In this piece, Brian Hancock analyzes the coming NY-Vendee Race for Open 60s after Mr. Clean went over to the Big Apple for a few hours to do some interviews and finally get that ride on Hugo Boss. They did not win the exhibition/charity race (Mich Dej/Paul Meilhat on SMA caned it), but at least the 14 stallions were able to run a little bit in a rare 8-12 knots of reliable breeze in NY Harbor, and it was a site no one has ever seen before (though as with the ACWS, New York doesn’t really give a crap). Clean’s race video is in here and SA Podcast # 6 next week will include some excellent interviews and a detailed discussion about the good, the bad, the conflict, and the controversy of the Vendee Globe – fans of solo ocean racing won’t want to miss this one. Big thanks to former “The Beat” host Katy Nastro for the production help, with photo credit to George Bekris for the shots above and below.
This coming Sunday New York City will be the backdrop to one of the newest ocean races on the calendar. The New York-Vendée race is essentially a feeder race for the Vendée Globe which starts in five months from France. It will provide an opportunity for the skippers to complete their qualifying voyage in order to take part in the Vendée Globe. The turnout for this inaugural event is very good with 14 IMOCA 60s lining up for the start. Among them are the who’s who of solo sailing including previous Vendée Globe winner Vincent Riou on PRB and Armel Le Cléac’h on Banque Populaire. Le Cléac’h finished second in the last Vendée Globe and is the odds-on favorite for the next one. Also competing will be Alex Thomson aboard Hugo Boss. Thomson finished third in the last Vendée and is back with a brand new boat.

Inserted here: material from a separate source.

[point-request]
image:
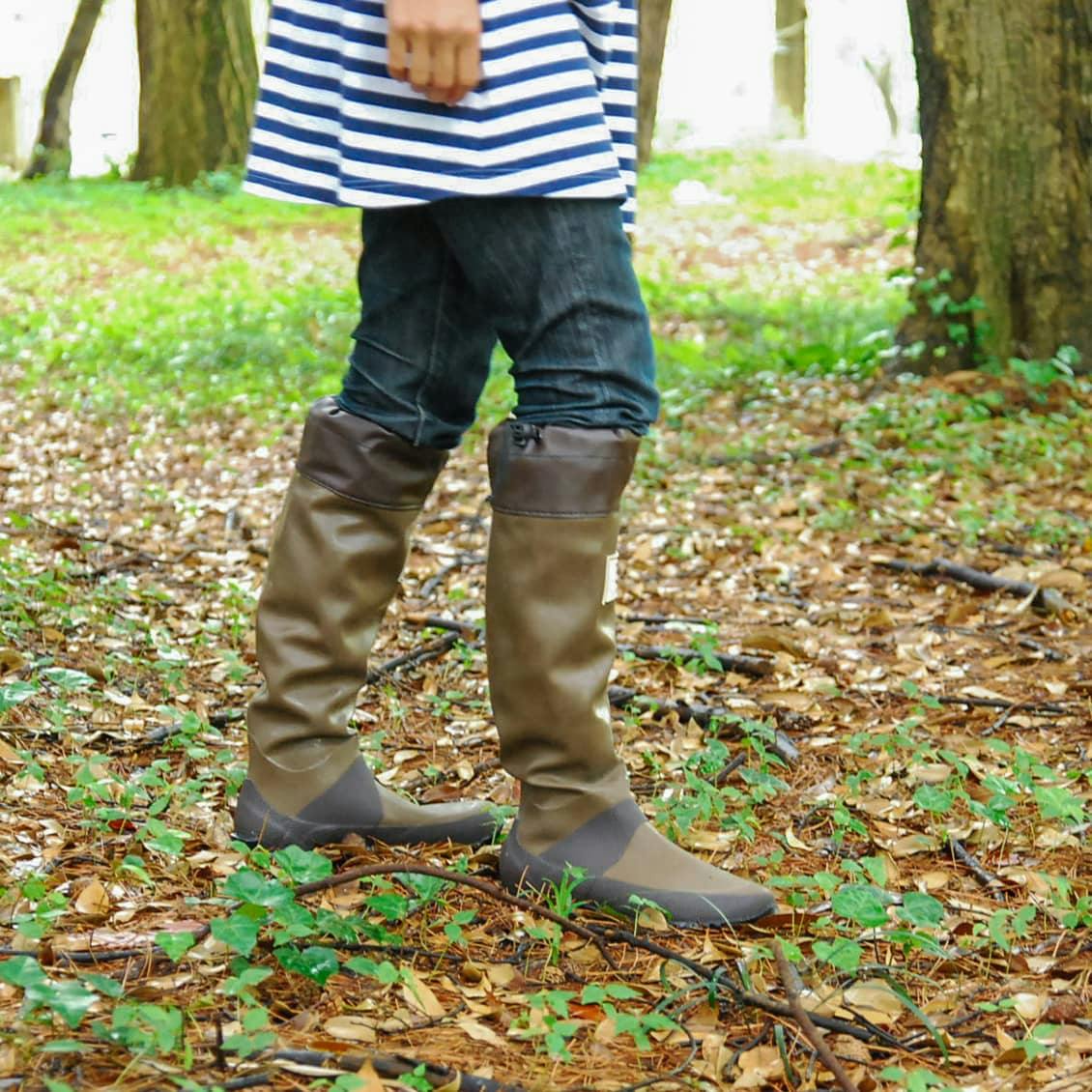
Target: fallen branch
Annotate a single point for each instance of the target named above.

The race starts at 14:00 EST on the Hudson River and exits the mouth of New York harbor at Sandy Hook before crossing the Atlantic to finish off Les Sable d’ Olonne on the west coast of France some 3,100 nautical miles away. It’s going to be a very interesting test for both skippers and their boats. Until now most of the head-to-head racing that they have done has been upwind. This race will be a downwind sail and designers and pundits alike will be keeping a close eye on whether those boats equipped with foils will do better than those that do not have them. The conditions of the New York-Vendée race will be more similar to those of the Vendée Globe.

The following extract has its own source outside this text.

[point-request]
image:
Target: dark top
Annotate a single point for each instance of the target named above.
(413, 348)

Of the 14 entries, 9 are French with the rest from New Zealand, Finland [Finn Air entry has withdrawn and manned the HB pedestal with Clean all Friday -ed], the Netherlands, UK and my old friend Kojiro Shiraishi from Japan. Only Thompson from the UK stands a chance of a podium finish otherwise it’s going to be a French dominated race. The first boats are expected to arrive in Les Sable d’ Olonne in a little over a week.